Evaluation Metrics for the Shared Task

1. Lemmatization Task

The lemmatization task will be evaluated using the following metrics:

Accuracy (Exact Match): The percentage of words for which the predicted lemma matches the gold standard lemma exactly. This is the primary metric for evaluating the overall performance of the system.

\[\text{Accuracy} = \frac{\text{Number of Correct Lemma Predictions}}{\text{Total Number of Words}}\]

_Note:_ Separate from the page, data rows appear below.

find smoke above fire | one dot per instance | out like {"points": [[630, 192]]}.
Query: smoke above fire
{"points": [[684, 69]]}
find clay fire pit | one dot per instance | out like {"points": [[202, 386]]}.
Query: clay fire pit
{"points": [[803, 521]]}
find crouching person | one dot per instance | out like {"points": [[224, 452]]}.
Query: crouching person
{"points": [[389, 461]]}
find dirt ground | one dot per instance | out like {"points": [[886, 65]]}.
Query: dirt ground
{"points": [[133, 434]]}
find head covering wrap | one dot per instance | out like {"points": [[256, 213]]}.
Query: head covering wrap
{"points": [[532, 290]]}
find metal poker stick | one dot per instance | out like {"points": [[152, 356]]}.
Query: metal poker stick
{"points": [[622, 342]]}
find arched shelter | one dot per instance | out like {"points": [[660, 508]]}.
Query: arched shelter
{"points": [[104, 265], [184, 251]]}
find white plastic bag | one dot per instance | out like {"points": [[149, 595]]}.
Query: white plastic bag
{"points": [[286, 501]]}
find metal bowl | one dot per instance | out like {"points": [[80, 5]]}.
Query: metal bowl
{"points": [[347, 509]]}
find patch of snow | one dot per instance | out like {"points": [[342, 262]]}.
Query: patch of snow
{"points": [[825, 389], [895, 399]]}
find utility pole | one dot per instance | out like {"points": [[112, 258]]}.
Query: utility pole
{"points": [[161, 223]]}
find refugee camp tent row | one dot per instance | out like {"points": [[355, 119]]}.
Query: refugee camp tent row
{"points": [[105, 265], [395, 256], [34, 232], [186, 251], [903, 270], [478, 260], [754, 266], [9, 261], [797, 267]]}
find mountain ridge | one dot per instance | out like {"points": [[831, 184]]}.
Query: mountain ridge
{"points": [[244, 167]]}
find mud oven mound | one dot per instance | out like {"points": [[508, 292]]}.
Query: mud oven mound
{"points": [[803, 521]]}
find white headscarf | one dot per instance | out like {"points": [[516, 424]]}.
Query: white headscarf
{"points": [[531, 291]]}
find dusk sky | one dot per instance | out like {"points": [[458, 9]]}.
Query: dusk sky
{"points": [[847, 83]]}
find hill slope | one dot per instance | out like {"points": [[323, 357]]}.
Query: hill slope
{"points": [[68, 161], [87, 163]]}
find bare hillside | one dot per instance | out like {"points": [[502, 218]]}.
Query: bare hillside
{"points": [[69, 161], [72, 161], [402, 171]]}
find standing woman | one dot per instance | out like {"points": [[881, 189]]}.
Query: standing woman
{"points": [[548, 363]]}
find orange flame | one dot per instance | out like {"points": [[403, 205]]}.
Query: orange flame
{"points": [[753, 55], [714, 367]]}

Error Analysis Categories: Systems will also be evaluated qualitatively by analyzing errors across categories such as:
- Homographs: Words with the same form but different meanings or lemmas.
- Rare Lemmas: Lemmas that occur infrequently in the dataset.
- Morphological Complexity: Cases with challenging inflectional variations.

2. Token Prediction Task

The evaluation of the text completion task will include a combination of traditional accuracy metrics and perplexity to provide a comprehensive assessment of system performance.

Primary Metrics

Top-1 Accuracy: The percentage of placeholders correctly filled with the exact word predicted as the top-ranked choice by the system.

\[\text{Top-1 Accuracy} = \frac{\text{Number of Correct Predictions}}{\text{Total Number of Masked Words}}\]

Top-3 Accuracy: this metric evaluates whether the correct word appears within the top k predictions

\[\text{Top-}3 \, \text{Accuracy} = \frac{\text{Number of Masked Words where the Correct Word is in the Top-}3 \, \text{Predictions}}{\text{Total Number of Masked Words}}\]

Secondary Metrics

Perplexity:
Perplexity evaluates how well a probabilistic model predicts masked tokens by measuring the uncertainty in its predictions. Lower perplexity indicates better performance, with the model assigning higher probabilities to the correct completions.

\[\text{Perplexity} = \exp\left(-\frac{1}{N} \sum_{i=1}^{N} \log P(w_i | \text{context})\right)\]

This metric is critical for assessing probabilistic models’ generalization capabilities across different contexts.

We will normalize and combine these metrics to get a single score for this task.